O TEMPO E A LUZ
“A luz é o sorriso da alma”
Sir Herzog Izael (1756-1806)
Pedro Beato abriu os olhos. O clarão matinal ofuscou sua visão. Permaneceu estático por alguns segundos. Olhou a sua volta, estava coberto por sangue. Os móveis do desmantelado quarto perfaziam um amontoado, indicando atividade truculenta. Roupas reviradas pelo chão. Tomado por súbito, sentiu um revólver preso entre os dedos. O pavor dominou todo seu corpo. Uma profusão de incógnitas o fazia incompreender o momento. Apurou a memória tentando lembrar-se de algo que suscitasse alguma pista. Sua mente estava desprovida de memória. Poderia tratar-se de amnésia, mas a tese logo foi descartada, lembrava-se do próprio nome e de vários acontecimentos anteriores, apenas havia uma lacuna no intervalo de segundos.

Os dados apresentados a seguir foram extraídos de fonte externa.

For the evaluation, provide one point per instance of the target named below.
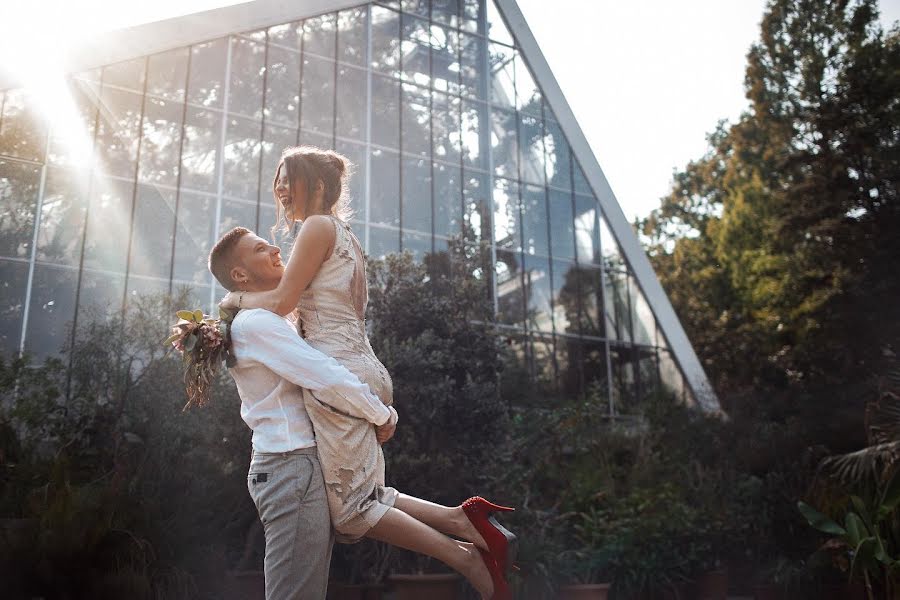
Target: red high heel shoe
(501, 587)
(501, 542)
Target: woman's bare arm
(313, 244)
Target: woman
(325, 281)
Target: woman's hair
(307, 165)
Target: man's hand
(385, 432)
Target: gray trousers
(289, 493)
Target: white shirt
(273, 365)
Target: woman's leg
(401, 529)
(450, 520)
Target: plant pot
(245, 585)
(767, 591)
(592, 591)
(360, 591)
(432, 587)
(712, 585)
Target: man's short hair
(222, 257)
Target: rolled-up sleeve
(268, 339)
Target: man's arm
(268, 339)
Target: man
(274, 366)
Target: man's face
(258, 265)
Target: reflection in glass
(193, 237)
(447, 200)
(538, 293)
(282, 87)
(63, 212)
(51, 311)
(416, 195)
(245, 89)
(352, 36)
(384, 203)
(19, 184)
(160, 143)
(319, 36)
(108, 224)
(351, 103)
(154, 222)
(241, 168)
(207, 73)
(317, 95)
(13, 283)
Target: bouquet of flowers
(204, 343)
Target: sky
(646, 79)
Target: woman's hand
(231, 300)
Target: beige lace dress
(332, 320)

Ainda trôpego, levantou-se, deu alguns passos até a porta de entrada que estava entreaberta. Temeroso, Pedro Beato empurrou a porta e arriscou um olhar. O que viu o deixou pasmo. Estava no centro de um acontecimento único. O mundo estava dividido em dois. Do lado direito o fogo a tudo consumia. Visto por uma imaginária linha divisória, o lado esquerdo se parecia com uma tela pintada com exuberantes cachoeiras em harmonia com o canto dos pássaros.
- Papai, me ajude!
Encafifado, Pedro Beato ouviu a voz de criança suplicando ajuda. Sem tempo para raciocinar, projetou-se de encontro à cortina de fogo. Quando transpôs a barreira de chamas, rolou pelo chão e certificou-se que estava numa cidade empoeirada. Olhou para a larga avenida cercada por casas. Voltou-se, o fogo havia se extinguido. A cidade estava em silêncio. O suor frio lhe cobria a enrugada face.
- Papai, me ajude!
Novamente o pedido de socorro, agora com alarmante sonoridade. Pedro Beato seguiu o som, acreditando tratar-se de um menino. De repente, o sol matinal tombou sonado, cedendo lugar à desbotada lua.
- Papai, me ajude!
“Praga de voz que não aparece”! – gritou Pedro Beato enquanto tentava adivinhar o paradeiro do garoto. Recobrando a memória que estava carente de lembranças, Pedro Beato sentiu o passado lhe sacudir num Flash de imagens distorcidas. Algo o impeliu a virar-se e viu o autor da voz:
- Papai, me ajude!
- Estou aqui mas não sou seu pai – afirmou Pedro beato receoso.
O garoto era sua própria imagem. Não, tudo aquilo não estava acontecendo, deveria estar em meio a um pesadelo.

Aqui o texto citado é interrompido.